The country has yet again recorded a revenue shortfall in the financial year 2024/25, this time missing Ksh253 billion to reach its previous set target of Ksh2.508 billion for the financial year.
As at the end of April 2025, the total revenue collection amounted to Ksh2.255 billion, a shortfall that the National Treasury Cabinet Secretary John Mbadi attributes to an underperformance in ordinary revenue.
“The below target performance in total revenue was on account of a shortfall registered in the collection of ordinary revenue by Ksh195.3 billion in ministerial AIA of Ksh57.7 billion,” he said.
Even though the government remains optimistic that it is going to raise the Ksh3.3 billion revenues in the coming financial year, 2025/26, such trends make the new projection appear overambitious.
While presenting on the budget statement and the revenue collection measures for the financial year, Mbadi noted that they were going to rev up revenue collection measures while leveraging on technology with a special focus on VAT to achieve this projection.
“The Finance Bill 2025 has neither proposed new taxes nor raised any tax rates. Instead, we have chosen to enhance tax revenue collection through administrative reforms by simplifying and streamlining tax laws to make them clearer and easier to implement, thereby improving taxpayer compliance,” he asserted.
The consolidation was also echoed recently by the Kenya Revenue Authority (KRA), which stated that it will be banking on VAT collection.
“Digital tax administration is not just about adopting technology; it is a structural reform. It’s about building a fairer, more transparent, and efficient tax system for all,” KRA’s Commissioner for Medium and Small Taxpayers, George Obell, highlighted.
While revenue collection dipped, the total expenditure for this financial year, which ends in close to a weeks’ time, amounted to Ksh3.024 billion against a target of Ksh3.187 billion, reflecting a shortfall of Ksh163.1 billion.
According to the National Treasury, the underperformance was marked by lower than target disbursements in development expenditure and transfers to county governments, which were Ksh99.6 billion and 79.6 billion, respectively.
The national government recorded an additional expenditure of Ksh16.1 billion to stand at Ksh2.337 billion, up from Ksh2.321 billion.

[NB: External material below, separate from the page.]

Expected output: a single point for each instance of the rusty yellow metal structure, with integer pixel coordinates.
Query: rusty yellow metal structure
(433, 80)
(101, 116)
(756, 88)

“The above target expenditure in recurrent category was mainly due to higher than targeted expenditures on domestic interest payment and operation and maintenance,” Mbadi stated.
During the fiscal year, total deficit, including grants, on a cash basis, stood at Ksh797.7 billion, which is equivalent to 4.6 per cent of the gross domestic product (GDP). The deficit was, however, financed by net foreign financing amounting to Ksh441.8 billion and net domestic financing of Ksh355.9 billion.
To this effect, the government is now revising downwards the revenue projections for the financial year.
“Considering revenue underperformance as at the end of April 2025, the ordinary revenue target has been reviewed downwards. Ordinary revenue is therefore projected at Ksh2.49 billion from Ksh2.58 billion in supplementary estimates no. II and AIA are projected at Ksh489 billion,” a statement submitted to parliament reads in part.